Rosalba Carriera nasce a Venezia il 12 gennaio 1673 da Andrea Carriera,
cancelliere presso la Serenissima e Alba Foresti, abile merlettaia. Insieme alle
sue sorelle Giovanna e Angela ebbe il privilegio di ricevere un'ottima
educazione che, oltre alla letteratura, poesia e musica (violino) prevedeva
anche lo studio di francese e inglese. Sembra che le sue doti artistiche siano
state notate grazie ai disegni che elaborava per i merletti materni. La famiglia
decise di sviluppare questa sua abilità inviandola prima nello studio del pittore
Giuseppe Diamantini, poi da Antonio Balestra.
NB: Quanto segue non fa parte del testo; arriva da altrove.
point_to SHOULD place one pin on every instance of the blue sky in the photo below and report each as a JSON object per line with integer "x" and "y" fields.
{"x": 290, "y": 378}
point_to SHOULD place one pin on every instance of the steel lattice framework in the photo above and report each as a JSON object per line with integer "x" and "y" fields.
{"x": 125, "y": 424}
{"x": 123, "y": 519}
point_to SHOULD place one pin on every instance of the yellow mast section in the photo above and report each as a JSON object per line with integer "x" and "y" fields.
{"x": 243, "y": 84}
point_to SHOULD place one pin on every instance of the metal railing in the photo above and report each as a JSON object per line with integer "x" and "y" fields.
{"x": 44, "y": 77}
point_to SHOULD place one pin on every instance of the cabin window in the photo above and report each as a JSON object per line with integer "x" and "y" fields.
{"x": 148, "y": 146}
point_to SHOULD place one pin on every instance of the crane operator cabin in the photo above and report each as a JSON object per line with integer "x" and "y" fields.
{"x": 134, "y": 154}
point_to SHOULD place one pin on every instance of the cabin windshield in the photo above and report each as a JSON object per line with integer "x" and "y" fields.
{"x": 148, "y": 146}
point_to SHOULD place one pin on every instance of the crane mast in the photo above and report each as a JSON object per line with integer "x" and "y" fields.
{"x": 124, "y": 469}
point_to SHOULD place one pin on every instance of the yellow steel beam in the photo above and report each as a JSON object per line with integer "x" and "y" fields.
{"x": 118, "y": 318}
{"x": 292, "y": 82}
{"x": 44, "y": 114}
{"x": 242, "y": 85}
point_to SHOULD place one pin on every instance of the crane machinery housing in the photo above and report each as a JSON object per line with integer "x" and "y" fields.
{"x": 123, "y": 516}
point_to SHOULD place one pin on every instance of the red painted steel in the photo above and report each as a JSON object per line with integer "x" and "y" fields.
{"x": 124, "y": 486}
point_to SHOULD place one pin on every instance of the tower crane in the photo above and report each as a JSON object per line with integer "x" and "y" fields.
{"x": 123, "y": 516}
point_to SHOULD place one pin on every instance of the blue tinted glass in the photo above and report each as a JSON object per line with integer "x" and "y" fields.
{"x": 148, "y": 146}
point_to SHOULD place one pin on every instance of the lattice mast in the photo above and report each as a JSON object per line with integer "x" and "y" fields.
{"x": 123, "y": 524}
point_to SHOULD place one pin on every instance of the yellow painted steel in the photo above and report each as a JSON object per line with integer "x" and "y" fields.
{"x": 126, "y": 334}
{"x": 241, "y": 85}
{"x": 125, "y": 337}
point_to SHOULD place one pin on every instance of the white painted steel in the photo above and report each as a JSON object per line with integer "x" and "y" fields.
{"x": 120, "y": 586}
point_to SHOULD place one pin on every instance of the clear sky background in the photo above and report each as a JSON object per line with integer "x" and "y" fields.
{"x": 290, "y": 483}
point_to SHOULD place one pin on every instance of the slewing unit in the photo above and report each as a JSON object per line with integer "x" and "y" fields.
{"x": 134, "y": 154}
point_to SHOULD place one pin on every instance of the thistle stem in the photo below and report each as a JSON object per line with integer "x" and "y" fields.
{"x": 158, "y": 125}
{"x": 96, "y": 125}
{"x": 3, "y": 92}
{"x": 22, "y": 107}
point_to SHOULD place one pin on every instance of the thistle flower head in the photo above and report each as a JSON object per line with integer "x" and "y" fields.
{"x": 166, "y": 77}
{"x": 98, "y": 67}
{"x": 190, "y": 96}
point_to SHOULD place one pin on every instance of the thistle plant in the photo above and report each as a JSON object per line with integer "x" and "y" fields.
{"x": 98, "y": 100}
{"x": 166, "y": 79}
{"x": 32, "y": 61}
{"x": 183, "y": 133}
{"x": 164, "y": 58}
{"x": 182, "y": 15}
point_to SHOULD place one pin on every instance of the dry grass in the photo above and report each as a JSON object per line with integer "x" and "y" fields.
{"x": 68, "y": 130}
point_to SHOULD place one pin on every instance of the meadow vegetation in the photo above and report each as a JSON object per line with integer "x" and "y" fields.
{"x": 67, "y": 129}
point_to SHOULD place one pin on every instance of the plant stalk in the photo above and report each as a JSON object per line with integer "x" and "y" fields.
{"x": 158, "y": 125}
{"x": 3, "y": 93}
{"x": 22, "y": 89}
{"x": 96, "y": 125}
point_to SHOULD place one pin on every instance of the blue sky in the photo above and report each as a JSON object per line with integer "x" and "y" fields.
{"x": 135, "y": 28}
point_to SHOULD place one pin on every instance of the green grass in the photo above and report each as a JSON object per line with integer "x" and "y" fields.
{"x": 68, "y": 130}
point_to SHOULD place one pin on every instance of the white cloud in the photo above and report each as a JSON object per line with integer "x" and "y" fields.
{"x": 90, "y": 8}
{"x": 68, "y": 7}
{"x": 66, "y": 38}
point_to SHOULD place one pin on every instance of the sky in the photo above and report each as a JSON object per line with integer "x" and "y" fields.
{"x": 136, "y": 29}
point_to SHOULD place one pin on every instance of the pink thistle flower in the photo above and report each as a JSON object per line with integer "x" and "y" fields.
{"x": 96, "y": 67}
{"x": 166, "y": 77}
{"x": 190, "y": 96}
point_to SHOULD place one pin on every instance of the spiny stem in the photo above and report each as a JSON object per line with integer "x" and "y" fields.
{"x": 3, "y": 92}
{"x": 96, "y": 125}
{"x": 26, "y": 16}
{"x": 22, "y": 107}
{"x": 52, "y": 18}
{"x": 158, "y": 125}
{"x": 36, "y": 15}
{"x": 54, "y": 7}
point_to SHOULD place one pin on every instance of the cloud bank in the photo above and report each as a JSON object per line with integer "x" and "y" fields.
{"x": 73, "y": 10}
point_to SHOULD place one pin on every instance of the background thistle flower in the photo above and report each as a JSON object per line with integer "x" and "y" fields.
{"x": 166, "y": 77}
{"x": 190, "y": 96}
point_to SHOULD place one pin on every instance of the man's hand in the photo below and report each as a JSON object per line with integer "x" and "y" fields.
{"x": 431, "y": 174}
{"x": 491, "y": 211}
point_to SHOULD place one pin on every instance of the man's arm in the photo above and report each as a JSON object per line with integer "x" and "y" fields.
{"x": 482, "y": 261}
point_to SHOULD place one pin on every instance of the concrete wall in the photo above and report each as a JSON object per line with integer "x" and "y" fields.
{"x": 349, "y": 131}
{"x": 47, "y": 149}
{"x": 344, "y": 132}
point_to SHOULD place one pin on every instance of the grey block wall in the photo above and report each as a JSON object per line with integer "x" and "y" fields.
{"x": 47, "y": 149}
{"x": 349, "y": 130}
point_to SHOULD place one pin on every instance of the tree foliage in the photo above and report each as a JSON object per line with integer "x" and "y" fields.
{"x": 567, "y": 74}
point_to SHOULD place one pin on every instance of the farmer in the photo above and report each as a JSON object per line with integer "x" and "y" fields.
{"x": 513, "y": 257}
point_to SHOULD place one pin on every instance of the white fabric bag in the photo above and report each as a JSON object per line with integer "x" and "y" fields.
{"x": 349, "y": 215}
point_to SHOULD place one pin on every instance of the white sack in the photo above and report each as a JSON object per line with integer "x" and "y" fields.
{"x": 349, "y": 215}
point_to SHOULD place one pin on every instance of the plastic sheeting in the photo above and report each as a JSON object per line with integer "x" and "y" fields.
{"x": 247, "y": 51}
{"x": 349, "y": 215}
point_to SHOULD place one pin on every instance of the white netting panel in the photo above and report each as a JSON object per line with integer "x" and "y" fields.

Cominciò la sua carriera artistica dipingendo le tabacchiere con quelle figure di
damine graziose che divennero poi la sua fortuna trasposte nelle miniature su
avorio. Intorno al 1703 appaiono i suoi primi lavori a pastello, tecnica che la
renderà famosa in tutta Europa. Nel 1705, grazie anche all'intermediazione del
suo amico Cristiano Cole, fu accettata all'Accademia nazionale di San Luca a
Roma, con l'opera Fanciulla con colomba. La sua fama cresceva rapidamente e
nel 1708 eseguì il ritratto di Federico IV di Danimarca che per alcuni mesi
soggiornò a Venezia, mentre è dell'anno seguente un suo autoritratto divenuto
molto noto perché conservato presso la Galleria degli Uffizi.

Rosalba Carriera, Autoritratto con il ritratto della sorella, 1715, Firenze, Galleria
degli Uffizi.
Con una reputazione già solida alle spalle, nel 1720 parte per Parigi insieme al
cognato Giovanni Antonio Pellegrini, che ebbe molta influenza sul suo stile
pittorico, e la sorella Giovanna. Durante il suo soggiorno parigino, che durerà
un anno e mezzo, realizza circa una quarantina di ritratti di cui il più noto è
quello del giovane Luigi XV, attualmente conservato presso il Gemäldegalerie
Alte Meister di Dresda. Fu lei che lanciò la moda dei ritratti a pastello nella
capitale francese, grazie anche ai commenti favorevoli del pittore Maurice
Quentin de La Tour inerenti alla sua opera Jeune fille tenant une couronne de
laurier, nymphe de la suite d'Apollon presentata in occasione della sua elezione
all'Académie royale de peinture et de sculpture. La nomina avvenne il 26
ottobre 1720 e fu considerato un evento particolarmente importante, non solo
per il prestigio dell'accademia, ma anche perché erano ormai quasi
quarant'anni che una donna non era eletta all'Accademia reale di pittura e
scultura di Parigi.
Commissioni importanti arrivano da tutta Europa e nel 1730 si reca da maggio
a ottobre a Vienna chiamata dall'imperatore Carlo VI per eseguirne il ritratto,
oggi perduto.
Nel 1746 una malattia agli occhi la colpisce. Quello è il suo ultimo anno di
lavoro ma, nonostante l'età ormai avanzata non si rassegna e si farà operare di
cataratta nell'agosto 1749, ma dopo un breve miglioramento diventa
completamente cieca nel 1750.
Morì, sempre a Venezia, il 15 aprile 1757. Fu sepolta nella vecchia Chiesa di
San Vio, situata nel sestiere di Dorsoduro, dove sempre abitò.